DocuFlow API - Uitvoeren HTTP-verzoek

Een HTTP-verzoek heeft bepaalde parameters nodig om een verzoek te kunnen uitvoeren. Hieronder staat beschreven hoe je dat moet inrichten om een verzoek uit te voeren met de DocuFlow API.

Opbouw van een HTTP-verzoek

Hieronder staat uitleg over de structuur hoe een HTTP-verzoek is opgebouwd.

 

Uitleg

Voorbeeld

 

Uitleg

Voorbeeld

HTTP Methode

De methode die je wilt uitvoeren voor dit verzoek.
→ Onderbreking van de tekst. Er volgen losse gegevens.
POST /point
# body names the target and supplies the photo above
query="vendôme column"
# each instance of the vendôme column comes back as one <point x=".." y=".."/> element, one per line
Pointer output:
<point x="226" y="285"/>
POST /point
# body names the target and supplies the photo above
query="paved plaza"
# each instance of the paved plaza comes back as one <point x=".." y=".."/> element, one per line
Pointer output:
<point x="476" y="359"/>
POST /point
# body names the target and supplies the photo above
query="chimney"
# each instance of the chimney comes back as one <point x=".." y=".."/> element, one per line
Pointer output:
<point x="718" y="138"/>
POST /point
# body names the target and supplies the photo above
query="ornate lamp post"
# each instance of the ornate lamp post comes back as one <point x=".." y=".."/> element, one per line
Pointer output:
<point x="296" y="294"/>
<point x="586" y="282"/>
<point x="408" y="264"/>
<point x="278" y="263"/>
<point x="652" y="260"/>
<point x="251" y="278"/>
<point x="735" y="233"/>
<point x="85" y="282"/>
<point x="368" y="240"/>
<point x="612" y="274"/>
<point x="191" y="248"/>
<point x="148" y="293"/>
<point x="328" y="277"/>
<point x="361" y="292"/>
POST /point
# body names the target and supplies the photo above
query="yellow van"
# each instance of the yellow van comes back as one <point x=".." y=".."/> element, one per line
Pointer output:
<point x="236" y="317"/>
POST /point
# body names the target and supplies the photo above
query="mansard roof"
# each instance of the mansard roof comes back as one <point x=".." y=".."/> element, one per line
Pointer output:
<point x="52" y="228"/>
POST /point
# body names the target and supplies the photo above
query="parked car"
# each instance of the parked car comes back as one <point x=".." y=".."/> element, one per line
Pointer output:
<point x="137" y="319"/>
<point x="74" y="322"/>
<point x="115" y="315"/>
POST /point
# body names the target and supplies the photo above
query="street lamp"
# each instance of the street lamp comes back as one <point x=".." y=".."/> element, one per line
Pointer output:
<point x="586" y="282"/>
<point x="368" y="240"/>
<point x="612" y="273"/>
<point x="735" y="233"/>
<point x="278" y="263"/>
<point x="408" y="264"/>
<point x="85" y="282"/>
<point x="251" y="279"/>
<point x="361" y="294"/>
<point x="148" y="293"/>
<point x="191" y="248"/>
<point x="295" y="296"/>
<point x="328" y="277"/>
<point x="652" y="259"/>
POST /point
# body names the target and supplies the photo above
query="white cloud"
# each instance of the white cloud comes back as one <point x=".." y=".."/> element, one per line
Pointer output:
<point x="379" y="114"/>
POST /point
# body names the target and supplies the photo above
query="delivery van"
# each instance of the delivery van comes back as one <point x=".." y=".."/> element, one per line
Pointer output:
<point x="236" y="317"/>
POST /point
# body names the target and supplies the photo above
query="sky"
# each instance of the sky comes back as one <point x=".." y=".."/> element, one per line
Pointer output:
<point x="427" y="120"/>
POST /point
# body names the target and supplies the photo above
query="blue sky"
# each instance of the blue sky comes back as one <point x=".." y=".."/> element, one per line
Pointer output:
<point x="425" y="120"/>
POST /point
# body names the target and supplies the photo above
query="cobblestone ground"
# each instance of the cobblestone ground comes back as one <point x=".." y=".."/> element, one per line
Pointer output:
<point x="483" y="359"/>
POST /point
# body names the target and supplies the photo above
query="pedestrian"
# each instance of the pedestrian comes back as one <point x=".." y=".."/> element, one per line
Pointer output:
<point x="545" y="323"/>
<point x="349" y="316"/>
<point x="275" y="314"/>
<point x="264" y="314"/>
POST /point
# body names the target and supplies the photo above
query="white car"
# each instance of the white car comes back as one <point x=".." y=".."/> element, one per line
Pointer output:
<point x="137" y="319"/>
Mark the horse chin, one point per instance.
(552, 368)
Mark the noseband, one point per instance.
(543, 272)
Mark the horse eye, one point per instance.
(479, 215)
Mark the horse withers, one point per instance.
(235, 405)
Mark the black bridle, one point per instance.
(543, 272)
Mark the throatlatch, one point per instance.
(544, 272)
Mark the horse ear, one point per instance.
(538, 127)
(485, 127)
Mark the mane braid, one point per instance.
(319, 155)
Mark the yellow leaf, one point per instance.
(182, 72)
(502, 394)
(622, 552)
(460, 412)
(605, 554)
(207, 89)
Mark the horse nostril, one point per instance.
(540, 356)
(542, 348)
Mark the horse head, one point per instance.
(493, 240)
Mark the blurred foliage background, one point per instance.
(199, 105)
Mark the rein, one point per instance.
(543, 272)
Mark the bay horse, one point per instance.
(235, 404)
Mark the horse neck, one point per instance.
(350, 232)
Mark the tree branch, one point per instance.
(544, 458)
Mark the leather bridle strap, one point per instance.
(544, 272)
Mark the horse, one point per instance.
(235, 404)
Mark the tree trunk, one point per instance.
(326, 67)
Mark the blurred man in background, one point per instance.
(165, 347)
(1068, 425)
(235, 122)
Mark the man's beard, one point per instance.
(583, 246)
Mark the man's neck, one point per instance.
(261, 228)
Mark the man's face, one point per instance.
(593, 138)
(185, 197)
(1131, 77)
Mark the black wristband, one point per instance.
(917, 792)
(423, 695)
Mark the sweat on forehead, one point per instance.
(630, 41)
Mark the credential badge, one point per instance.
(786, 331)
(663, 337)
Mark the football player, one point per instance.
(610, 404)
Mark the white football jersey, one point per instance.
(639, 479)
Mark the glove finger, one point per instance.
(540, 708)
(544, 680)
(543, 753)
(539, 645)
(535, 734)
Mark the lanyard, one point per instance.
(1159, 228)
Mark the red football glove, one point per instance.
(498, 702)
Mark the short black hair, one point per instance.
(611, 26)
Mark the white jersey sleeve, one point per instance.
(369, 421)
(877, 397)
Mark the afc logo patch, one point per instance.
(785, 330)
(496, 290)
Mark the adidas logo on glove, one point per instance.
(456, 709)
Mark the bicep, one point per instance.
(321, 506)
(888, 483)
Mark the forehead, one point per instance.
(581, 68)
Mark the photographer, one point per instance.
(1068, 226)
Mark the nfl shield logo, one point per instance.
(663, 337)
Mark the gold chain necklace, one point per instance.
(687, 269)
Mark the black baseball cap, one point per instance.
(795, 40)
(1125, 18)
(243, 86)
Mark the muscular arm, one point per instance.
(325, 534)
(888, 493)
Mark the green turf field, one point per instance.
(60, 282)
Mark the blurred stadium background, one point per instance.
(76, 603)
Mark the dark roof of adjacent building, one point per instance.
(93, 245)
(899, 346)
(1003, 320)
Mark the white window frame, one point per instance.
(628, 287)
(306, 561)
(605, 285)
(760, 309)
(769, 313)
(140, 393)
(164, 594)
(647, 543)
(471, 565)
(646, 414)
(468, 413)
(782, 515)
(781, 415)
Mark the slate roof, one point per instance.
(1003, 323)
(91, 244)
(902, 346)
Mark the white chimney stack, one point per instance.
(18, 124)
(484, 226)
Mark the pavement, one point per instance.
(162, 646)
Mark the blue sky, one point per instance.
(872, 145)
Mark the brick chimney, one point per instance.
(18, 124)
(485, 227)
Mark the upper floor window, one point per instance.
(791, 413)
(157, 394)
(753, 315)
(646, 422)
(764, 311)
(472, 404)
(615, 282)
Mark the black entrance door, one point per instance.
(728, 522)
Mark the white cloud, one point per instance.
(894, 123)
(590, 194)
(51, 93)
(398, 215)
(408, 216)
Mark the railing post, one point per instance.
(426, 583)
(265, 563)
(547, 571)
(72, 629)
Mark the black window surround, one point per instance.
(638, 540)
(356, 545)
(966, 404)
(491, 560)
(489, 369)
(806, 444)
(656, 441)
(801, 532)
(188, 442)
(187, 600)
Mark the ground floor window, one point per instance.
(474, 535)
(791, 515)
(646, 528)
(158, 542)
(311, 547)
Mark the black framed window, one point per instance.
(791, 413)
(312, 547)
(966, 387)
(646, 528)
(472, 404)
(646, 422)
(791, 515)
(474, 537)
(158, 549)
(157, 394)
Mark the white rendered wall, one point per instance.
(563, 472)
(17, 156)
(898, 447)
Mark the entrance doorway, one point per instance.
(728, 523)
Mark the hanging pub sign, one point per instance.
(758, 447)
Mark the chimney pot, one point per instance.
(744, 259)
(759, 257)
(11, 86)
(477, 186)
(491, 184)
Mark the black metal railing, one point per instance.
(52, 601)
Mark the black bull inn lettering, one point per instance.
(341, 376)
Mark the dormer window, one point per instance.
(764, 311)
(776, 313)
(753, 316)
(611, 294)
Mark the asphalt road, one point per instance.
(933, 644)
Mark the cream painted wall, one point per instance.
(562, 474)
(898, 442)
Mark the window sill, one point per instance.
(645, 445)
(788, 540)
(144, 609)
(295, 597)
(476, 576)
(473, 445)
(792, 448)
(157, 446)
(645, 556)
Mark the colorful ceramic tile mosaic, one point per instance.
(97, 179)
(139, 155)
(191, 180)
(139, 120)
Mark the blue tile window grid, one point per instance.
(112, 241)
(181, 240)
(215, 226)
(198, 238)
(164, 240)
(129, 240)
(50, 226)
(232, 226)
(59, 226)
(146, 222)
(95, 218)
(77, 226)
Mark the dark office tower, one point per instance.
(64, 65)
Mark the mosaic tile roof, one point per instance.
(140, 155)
Dit kan een POST of GET methode zijn.

POST

Base URL

het eerste deel van de URL waar je een verzoek naar toe doet is je DocuFlow URL. Deze URL is ook te vinden bij de DocuFlow Settings → Settings → Environment Settings → DocuFlow URL.

https://documizersdemo.platform.documizers.com/DocuFlow

Endpoint

de operatie uit de DocuFlow API die je wilt uitvoeren. Een overzicht van alle endpoints kan je hier vinden: DocuFlow API - Endpoints .

/api/1.0/WorkspaceItems

Headers

In de header moet je de API Key meegeven, dat wordt hier uitgelegd: DocuFlow API - Authenticatie .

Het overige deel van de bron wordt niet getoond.